Oui aux trains ! Le bilan définitif de l’accident de train de Lac-Mégantic est de 47 morts, a annoncé vendredi 19 juillet la police québécoise, notant que cinq corps n’avaient pas été retrouvés. Le dernier bilan faisait état de 42 corps retrouvés, alors que les autorités évoquaient depuis plusieurs jours “une cinquantaine” de victimes. Deux semaines après qu’un convoi ferroviaire de 72 wagons-citernes a explosé au coeur de la bourgade québécoise, seules 22 dépouilles ont été formellement identifiées, a indiqué le bureau du médecin-légiste.

gp

21. Changer d’époque. Le pétrole (lourd) pour faire rouler des voitures à pétrole à 30% de rendement, ça sert juste à insulter l’avenir. Rien de plus. Auj. avec 25 m² de solaire PV + de l’intelligence, on sait faire rouler un VE type smart ED à raison de 20 000 km/an.

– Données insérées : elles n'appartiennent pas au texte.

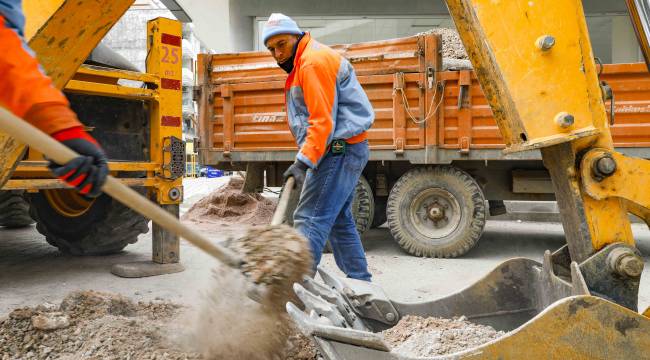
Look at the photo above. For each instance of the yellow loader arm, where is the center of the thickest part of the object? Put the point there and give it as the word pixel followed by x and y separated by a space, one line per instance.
pixel 62 33
pixel 535 65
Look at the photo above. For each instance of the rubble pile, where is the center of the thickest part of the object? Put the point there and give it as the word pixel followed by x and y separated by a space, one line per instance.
pixel 415 336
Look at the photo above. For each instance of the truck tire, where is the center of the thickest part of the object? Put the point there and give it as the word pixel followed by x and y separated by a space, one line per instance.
pixel 80 227
pixel 14 209
pixel 363 205
pixel 379 217
pixel 436 212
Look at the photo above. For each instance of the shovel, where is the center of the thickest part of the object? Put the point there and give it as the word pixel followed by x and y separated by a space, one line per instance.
pixel 59 153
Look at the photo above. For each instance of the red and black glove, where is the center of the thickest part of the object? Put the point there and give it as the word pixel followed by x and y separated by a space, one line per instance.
pixel 87 172
pixel 298 170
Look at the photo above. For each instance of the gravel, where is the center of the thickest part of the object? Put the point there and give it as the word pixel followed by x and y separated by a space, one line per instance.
pixel 415 336
pixel 110 326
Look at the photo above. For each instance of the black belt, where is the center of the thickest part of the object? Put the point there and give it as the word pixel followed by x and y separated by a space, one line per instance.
pixel 337 147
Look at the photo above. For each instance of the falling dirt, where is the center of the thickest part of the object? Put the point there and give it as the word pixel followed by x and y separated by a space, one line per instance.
pixel 228 205
pixel 276 257
pixel 416 336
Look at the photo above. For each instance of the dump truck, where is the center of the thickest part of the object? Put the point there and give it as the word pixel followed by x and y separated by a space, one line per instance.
pixel 135 116
pixel 436 151
pixel 533 60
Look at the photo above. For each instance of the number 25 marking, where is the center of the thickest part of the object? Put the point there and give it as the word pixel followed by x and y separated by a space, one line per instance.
pixel 170 56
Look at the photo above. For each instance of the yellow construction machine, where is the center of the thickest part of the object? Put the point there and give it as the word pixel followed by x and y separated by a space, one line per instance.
pixel 135 116
pixel 534 61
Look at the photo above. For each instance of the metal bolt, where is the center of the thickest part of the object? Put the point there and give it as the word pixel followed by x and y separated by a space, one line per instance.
pixel 625 262
pixel 545 42
pixel 602 167
pixel 390 317
pixel 606 165
pixel 174 194
pixel 564 120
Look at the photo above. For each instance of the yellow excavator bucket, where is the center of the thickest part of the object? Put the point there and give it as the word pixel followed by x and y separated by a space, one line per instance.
pixel 534 62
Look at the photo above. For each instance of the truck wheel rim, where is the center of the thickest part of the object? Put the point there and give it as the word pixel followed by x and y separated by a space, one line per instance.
pixel 67 202
pixel 435 213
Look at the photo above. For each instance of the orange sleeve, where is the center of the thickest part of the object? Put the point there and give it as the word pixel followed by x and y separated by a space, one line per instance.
pixel 26 91
pixel 319 89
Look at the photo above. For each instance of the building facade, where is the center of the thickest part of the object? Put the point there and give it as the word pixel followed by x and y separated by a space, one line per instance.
pixel 236 25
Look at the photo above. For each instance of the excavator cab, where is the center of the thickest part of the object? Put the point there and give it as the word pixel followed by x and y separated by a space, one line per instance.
pixel 535 64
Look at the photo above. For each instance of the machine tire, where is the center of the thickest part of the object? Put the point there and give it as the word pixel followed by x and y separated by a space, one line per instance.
pixel 436 212
pixel 14 209
pixel 106 227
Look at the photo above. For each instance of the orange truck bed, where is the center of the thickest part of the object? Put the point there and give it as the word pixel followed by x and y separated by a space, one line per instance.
pixel 435 146
pixel 446 117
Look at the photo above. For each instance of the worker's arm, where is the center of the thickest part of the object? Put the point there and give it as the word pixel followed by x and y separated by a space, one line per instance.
pixel 29 94
pixel 26 91
pixel 319 89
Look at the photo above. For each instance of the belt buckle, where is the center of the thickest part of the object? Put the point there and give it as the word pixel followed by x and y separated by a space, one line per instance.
pixel 338 147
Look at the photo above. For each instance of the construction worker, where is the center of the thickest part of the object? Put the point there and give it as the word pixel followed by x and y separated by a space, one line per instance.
pixel 328 113
pixel 27 92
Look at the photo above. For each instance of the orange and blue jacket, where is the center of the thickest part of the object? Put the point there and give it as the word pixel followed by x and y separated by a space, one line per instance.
pixel 324 101
pixel 25 90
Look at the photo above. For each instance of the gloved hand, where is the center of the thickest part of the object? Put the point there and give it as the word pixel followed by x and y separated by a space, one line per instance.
pixel 298 170
pixel 87 172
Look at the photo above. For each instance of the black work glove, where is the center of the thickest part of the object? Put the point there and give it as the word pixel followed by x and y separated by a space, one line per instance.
pixel 298 170
pixel 87 172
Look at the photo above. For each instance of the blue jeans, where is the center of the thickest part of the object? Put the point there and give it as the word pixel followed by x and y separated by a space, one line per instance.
pixel 325 210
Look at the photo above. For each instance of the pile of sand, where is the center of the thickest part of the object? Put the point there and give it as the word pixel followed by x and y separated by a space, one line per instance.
pixel 452 46
pixel 228 205
pixel 415 336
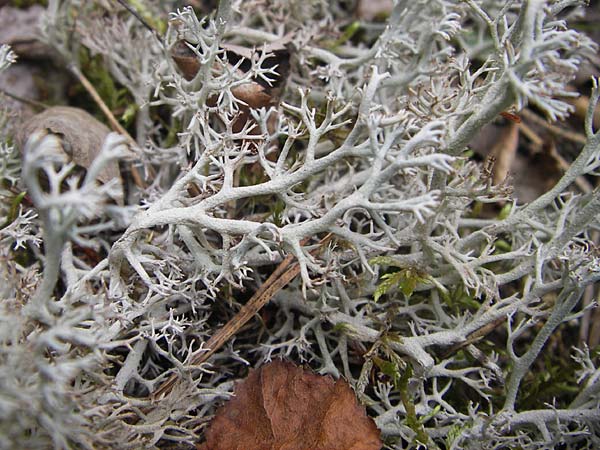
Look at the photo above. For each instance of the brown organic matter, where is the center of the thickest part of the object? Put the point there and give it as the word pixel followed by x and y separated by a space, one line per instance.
pixel 67 123
pixel 284 407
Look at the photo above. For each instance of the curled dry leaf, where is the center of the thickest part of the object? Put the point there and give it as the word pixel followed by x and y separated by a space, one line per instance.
pixel 81 136
pixel 284 407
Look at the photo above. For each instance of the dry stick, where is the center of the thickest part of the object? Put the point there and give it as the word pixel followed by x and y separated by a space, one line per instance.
pixel 283 275
pixel 575 137
pixel 114 123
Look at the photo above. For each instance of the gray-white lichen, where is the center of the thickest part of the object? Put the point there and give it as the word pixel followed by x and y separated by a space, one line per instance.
pixel 365 146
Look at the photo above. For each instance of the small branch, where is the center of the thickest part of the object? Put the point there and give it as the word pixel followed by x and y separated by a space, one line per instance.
pixel 114 123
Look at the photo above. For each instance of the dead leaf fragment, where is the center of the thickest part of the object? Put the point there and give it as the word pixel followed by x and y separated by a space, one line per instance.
pixel 284 407
pixel 19 29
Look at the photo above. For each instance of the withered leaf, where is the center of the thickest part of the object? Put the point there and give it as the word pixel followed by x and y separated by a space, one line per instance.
pixel 19 29
pixel 81 137
pixel 284 407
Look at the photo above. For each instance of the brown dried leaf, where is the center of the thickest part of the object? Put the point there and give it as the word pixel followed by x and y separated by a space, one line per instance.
pixel 284 407
pixel 81 136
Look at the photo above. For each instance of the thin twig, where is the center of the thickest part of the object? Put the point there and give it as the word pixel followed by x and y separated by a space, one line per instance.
pixel 283 275
pixel 114 123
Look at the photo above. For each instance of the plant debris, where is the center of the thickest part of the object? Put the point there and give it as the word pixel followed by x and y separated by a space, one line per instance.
pixel 282 406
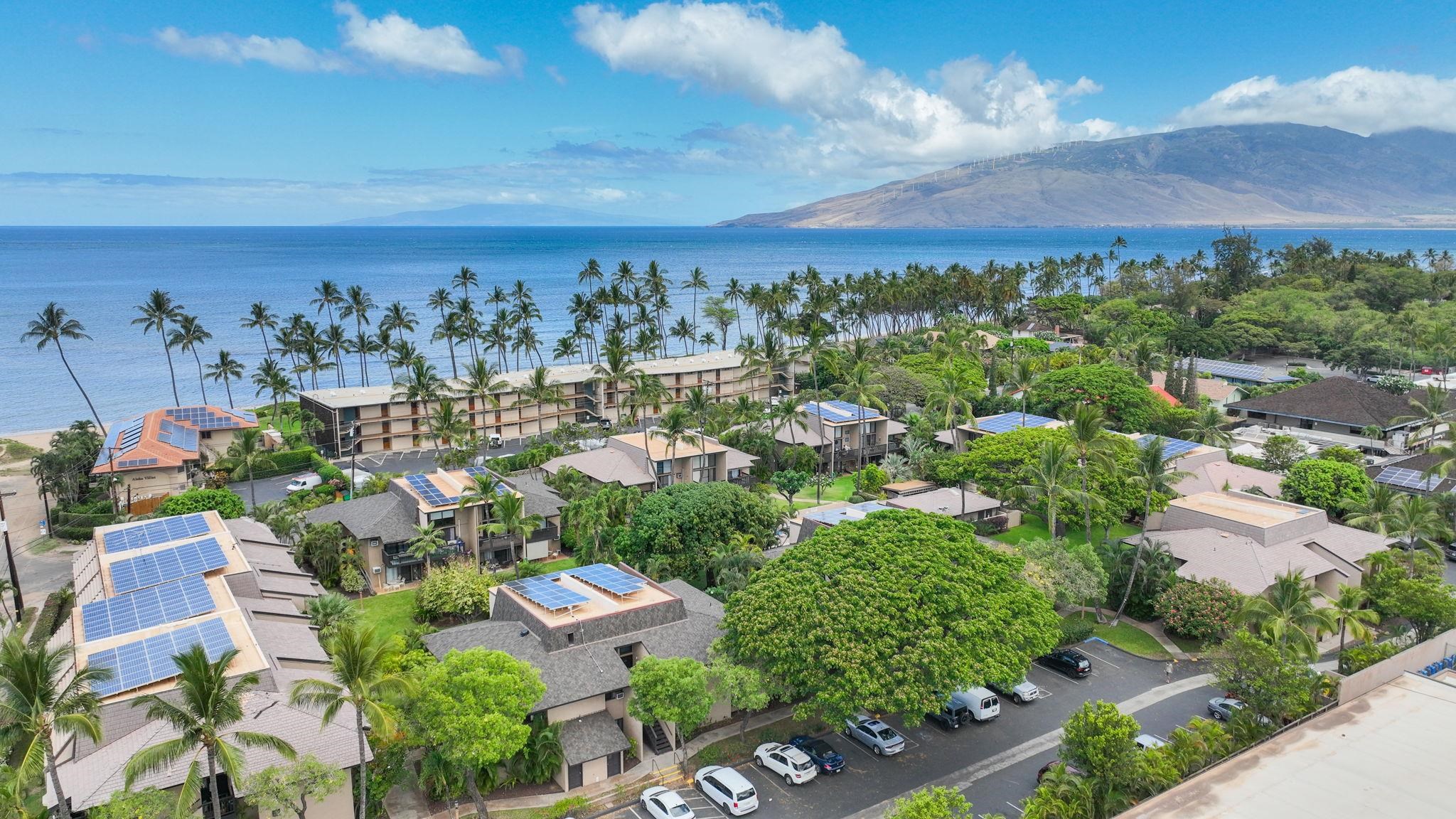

Au québec, avec des capacités hybdro-électriques installées délirantes, C le pays tout entier qui pourrait rouler à l’électrique. En investissant dans des réseaux intelligents et des infra de charges. Montréal commence à aller dans ce sens. Faut amplifier l’effort. Le pétrole, C le XXèmeS. C un truc de vieux. P.S : faudrait aussi que les constructeurs de VE fasent l’effort d’ajouter un système de chauffage dédié (bioéthanol) pour le marché québécois histiore d’éviter qu’en hiver, l’autonomie fonde comme neige au soleil (ah ah ah…) Vive le futru sobre & intelligent! A bas le passé archaïque & ringard.

Claude b.

Je crois que H-Q trouve qu’il est plus rentable de vendre l’électricité (aux US et autre provinces).